Timelike 2: everything fails all the time

2013-02-18

In the previous post, I described an approximation of Heroku’s Bamboo routing stack, based on their blog posts. Hacker News, as usual, is outraged that the difficulty of building fast, reliable distributed systems could prevent Heroku from building a magically optimal architecture. Coda Hale quips:

Really enjoying @RapGenius’s latest mix tape, “I Have No Idea How Distributed Systems Work”.

Coda understands the implications of the CAP theorem. This job is too big for one computer–any routing system we design must be distributed. Distribution increases the probability of a failure, both in nodes and in the network itself. These failures are usually partial, and often take the form of degradation rather than the system failing as a whole. Two nodes may be unable to communicate with each other, though a client can see both. Nodes can lie to each other. Time can flow backwards.

CAP tells us that under these constraints, we can pick two of three properties (and I’m going to butcher them in an attempt to be concise):

Consistency: nodes agree on the system’s state.
Availability: the system accepts requests.
Partition tolerance: the system runs even when the network delays or drops some messages.

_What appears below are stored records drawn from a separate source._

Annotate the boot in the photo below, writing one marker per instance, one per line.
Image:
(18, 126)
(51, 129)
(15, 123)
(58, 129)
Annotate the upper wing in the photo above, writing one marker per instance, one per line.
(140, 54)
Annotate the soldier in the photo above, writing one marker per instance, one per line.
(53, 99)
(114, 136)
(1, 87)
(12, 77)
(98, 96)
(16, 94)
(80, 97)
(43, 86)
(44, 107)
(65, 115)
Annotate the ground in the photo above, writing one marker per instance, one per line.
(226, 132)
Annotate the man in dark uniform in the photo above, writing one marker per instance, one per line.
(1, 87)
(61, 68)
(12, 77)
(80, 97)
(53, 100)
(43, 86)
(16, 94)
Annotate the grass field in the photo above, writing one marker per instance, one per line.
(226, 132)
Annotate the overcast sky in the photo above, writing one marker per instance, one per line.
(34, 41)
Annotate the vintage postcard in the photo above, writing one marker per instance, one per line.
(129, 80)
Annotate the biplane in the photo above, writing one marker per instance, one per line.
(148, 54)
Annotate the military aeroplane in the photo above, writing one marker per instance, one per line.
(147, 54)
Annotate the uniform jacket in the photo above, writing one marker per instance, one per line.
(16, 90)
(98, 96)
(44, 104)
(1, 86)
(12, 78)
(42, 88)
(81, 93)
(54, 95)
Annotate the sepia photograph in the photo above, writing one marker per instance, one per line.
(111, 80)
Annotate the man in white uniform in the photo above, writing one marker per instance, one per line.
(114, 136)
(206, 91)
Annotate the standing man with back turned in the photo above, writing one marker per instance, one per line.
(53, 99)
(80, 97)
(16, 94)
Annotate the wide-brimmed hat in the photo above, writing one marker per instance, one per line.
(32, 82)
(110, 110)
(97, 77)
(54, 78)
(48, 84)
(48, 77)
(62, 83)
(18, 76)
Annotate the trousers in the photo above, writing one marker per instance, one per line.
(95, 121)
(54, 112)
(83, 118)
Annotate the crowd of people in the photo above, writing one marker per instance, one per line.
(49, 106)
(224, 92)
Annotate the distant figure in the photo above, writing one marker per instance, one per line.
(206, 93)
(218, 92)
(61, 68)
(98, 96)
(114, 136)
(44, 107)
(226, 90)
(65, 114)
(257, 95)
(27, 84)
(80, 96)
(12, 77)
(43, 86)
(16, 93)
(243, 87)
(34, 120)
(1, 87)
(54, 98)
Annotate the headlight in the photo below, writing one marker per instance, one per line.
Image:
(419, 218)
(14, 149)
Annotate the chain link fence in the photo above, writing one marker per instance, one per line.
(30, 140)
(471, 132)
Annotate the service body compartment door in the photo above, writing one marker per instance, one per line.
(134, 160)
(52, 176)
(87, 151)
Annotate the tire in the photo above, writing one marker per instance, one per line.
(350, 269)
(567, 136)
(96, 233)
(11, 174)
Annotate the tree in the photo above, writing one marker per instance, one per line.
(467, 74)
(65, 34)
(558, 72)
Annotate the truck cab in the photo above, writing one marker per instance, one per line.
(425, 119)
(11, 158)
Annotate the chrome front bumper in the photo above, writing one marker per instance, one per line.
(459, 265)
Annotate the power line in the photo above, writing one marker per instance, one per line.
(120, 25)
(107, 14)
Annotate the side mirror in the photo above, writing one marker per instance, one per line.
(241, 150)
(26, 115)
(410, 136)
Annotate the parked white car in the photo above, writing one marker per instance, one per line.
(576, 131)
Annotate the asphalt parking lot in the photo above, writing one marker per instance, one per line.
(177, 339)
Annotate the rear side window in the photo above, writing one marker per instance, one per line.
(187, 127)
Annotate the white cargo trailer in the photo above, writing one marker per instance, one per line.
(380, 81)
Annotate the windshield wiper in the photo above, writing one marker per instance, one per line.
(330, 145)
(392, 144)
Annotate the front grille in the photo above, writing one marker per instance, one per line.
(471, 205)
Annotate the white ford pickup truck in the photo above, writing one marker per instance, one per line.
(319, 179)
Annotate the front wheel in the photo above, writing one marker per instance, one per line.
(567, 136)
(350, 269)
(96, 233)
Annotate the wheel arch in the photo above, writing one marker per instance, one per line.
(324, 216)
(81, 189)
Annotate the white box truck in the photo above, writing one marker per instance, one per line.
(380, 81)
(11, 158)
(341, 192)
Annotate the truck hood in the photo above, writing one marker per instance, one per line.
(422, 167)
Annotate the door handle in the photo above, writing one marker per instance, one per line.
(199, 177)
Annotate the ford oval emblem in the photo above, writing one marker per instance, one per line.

In the real world, partitions are common, and failing to operate during a partition is essentially a failure of availability. We must choose CP or AP, or some probabilistic blend of the two.

There’s a different way to talk about the properties of a distributed system–and I think Peter Bailis explains it well. Liveness means that at every point, there exists a sequence of operations that allows the “right thing” to happen–e.g. “threads are never deadlocked” or “you never get stuck in an infinite loop”. Safety means the system fails to do anything bad. Together, safety and liveness ensure the system does good things on time.

With this in mind, what kind of constraints apply to HTTP request routing?

The system must be partition tolerant.
The system must be available–as much as possible, anyway. Serving web pages slower is preferable to not serving them at all. In the language of CAP, our system must be AP.
But we can’t wait too long, because requests which take more than a minute to complete are essentially useless. We have a liveness constraint.
Requests must complete correctly, or not at all. We can’t route an HTTP POST to multiple servers at once, or drop pieces of requests on the floor. We have a safety constraint.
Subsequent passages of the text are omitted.